- Church: Catholic Church
- Diocese: Diocese of Ségou
- In office: 1 July 1974 – 17 March 2003
- Predecessor: Pierre Louis Leclerc
- Successor: Augustin Traoré

Orders
- Ordination: 30 April 1957
- Consecration: 7 December 1974 by Luc Auguste Sangaré

Personal details
- Born: 1927 Goualala (northwest of Yanfolila), French Sudan, French West Africa, French Empire
- Died: 17 March 2003 (aged 75–76)

= Julien Mory Sidibé =

Julien Mory Sidibé (1927 – March 17, 2003) was a Roman Catholic bishop in Mali from 1974 until his death.

Born in the village of Goualala, Mali, Julien Mory Sidibé began his education at a local Catholic missionary school, later studying at the seminary at Goumi in Upper Volta (now Burkina Faso).
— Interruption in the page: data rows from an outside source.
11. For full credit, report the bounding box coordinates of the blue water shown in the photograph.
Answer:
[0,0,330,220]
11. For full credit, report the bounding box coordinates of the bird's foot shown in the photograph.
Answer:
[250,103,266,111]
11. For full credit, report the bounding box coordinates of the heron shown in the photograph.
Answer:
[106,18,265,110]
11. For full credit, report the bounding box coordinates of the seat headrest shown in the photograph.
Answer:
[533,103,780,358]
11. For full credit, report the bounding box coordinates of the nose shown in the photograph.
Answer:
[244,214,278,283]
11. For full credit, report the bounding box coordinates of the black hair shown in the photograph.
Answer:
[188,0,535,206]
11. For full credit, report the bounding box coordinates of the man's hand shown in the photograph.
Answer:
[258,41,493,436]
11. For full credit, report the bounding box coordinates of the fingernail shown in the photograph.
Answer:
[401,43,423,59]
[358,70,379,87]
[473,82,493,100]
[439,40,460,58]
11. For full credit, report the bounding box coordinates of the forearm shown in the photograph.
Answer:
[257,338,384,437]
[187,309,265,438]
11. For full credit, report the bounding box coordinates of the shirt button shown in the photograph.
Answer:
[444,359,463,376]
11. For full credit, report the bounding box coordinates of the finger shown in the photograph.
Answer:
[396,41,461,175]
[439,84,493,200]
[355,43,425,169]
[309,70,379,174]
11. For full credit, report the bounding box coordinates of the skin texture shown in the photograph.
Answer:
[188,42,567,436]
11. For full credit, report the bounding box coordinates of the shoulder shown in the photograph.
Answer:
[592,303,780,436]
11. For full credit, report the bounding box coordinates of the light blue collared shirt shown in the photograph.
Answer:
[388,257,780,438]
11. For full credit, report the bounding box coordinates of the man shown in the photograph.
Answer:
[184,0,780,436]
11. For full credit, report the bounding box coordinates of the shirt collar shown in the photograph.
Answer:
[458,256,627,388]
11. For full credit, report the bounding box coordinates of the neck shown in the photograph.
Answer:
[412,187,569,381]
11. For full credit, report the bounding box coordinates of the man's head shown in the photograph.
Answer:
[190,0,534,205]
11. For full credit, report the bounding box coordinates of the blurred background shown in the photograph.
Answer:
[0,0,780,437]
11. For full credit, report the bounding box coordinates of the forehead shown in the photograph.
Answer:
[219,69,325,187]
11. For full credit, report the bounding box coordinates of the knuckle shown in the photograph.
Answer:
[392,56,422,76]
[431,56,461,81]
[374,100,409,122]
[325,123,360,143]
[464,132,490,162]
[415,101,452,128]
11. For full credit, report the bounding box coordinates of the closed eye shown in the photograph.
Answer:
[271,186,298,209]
In 1957, he was ordained a priest in Bougouni, Mali. or five years he directed the catechism school of Faladie, then that of Ntonimba.

In 1971, he began working on his dissertation in theology in France, and was soon informed by Luc Sangare, archbishop of Bamako, that he would be made a bishop on his return to Mali, a post Sidibé took in 1974. He is particularly remembered for a speech at Mali's 1991 National Conference in which he supported the country's transition to a more democratic political system.

He was Bishop of Ségou from 1974 until his death.